Dat ik me graag laat inspireren door muziek — en door een verhaal waar muziek bij hoort, blijkt ook in 2011. Op verzoek van violiste Janine Jansen maak ik een bewerking van Stravinsky’s L’Histoire du Soldat. Op het Kamermuziekfestival in Utrecht wordt de vertelvoorstelling — die later in boekvorm zal verschijnen als Iemands lief — één keer uitgevoerd. Na Olek schoot een beer (een bewerking van De Vuurvogel) uit 2006 ga ik voor de tweede keer aan de slag met werk van Igor Stravinsky.
In 2003 debuteer ik als dichter met de bundel Verzamel de liefde, die door uitgeverij Querido eerst wordt aangeboden in de catalogus voor jongeren, maar al snel door volwassenen wordt opgepikt. Vanaf de zesde druk verandert de vormgeving geheel.
Ik word in 2003 hoofddocent Schrijven aan het Koninklijk Conservatorium in Antwerpen, een taak die ik tot 2021 opneem.
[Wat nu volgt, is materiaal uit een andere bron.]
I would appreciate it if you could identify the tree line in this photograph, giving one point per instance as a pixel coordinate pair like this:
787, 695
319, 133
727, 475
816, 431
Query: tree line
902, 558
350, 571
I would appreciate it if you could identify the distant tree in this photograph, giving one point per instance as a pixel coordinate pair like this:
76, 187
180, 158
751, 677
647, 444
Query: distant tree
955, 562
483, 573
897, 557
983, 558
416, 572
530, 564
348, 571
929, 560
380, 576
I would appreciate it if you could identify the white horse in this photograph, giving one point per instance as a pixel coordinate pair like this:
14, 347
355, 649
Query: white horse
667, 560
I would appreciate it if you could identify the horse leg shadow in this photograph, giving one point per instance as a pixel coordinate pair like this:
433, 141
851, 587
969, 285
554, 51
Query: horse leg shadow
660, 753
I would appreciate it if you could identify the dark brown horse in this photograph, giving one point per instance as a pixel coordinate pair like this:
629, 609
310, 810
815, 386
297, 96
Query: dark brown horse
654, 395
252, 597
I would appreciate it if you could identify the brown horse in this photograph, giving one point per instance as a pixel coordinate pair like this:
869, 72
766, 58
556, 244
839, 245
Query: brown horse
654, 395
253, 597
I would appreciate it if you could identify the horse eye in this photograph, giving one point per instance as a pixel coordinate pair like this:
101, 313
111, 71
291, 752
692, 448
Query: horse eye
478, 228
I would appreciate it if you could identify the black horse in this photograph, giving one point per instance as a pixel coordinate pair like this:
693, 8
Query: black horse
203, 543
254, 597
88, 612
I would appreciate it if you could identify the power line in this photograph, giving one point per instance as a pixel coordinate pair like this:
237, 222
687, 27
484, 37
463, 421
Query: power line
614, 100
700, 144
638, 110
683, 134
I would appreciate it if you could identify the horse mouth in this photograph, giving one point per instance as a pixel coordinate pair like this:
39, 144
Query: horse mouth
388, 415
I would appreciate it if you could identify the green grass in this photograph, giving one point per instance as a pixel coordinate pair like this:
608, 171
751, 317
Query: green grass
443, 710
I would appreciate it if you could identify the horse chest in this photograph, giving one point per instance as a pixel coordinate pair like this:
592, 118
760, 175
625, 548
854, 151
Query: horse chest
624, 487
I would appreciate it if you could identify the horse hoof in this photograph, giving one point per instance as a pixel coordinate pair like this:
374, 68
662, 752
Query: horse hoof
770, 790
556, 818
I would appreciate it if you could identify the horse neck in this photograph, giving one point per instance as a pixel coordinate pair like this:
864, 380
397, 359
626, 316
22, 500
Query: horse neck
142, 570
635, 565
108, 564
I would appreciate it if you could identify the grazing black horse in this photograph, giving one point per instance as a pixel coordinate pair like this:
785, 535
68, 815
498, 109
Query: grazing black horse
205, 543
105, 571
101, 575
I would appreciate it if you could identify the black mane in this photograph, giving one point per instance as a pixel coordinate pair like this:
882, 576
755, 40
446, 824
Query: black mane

In 2006 word ik door de stad Antwerpen voor twee jaar aangesteld als Stadsdichter. Een aantal gedichten zijn tot vandaag in de openbare ruimte te lezen, o.a. in de leeszaal van het FelixArchief, in Bibliotheek Permeke en de foyer van de Vlaamse Opera. In 2007 ontvang ik naar aanleiding van het Stadsdichterschap het ere-doctoraat van de Universiteit van Antwerpen. In 2008 verschijnt de bundel Gedichten voor gelukkige mensen.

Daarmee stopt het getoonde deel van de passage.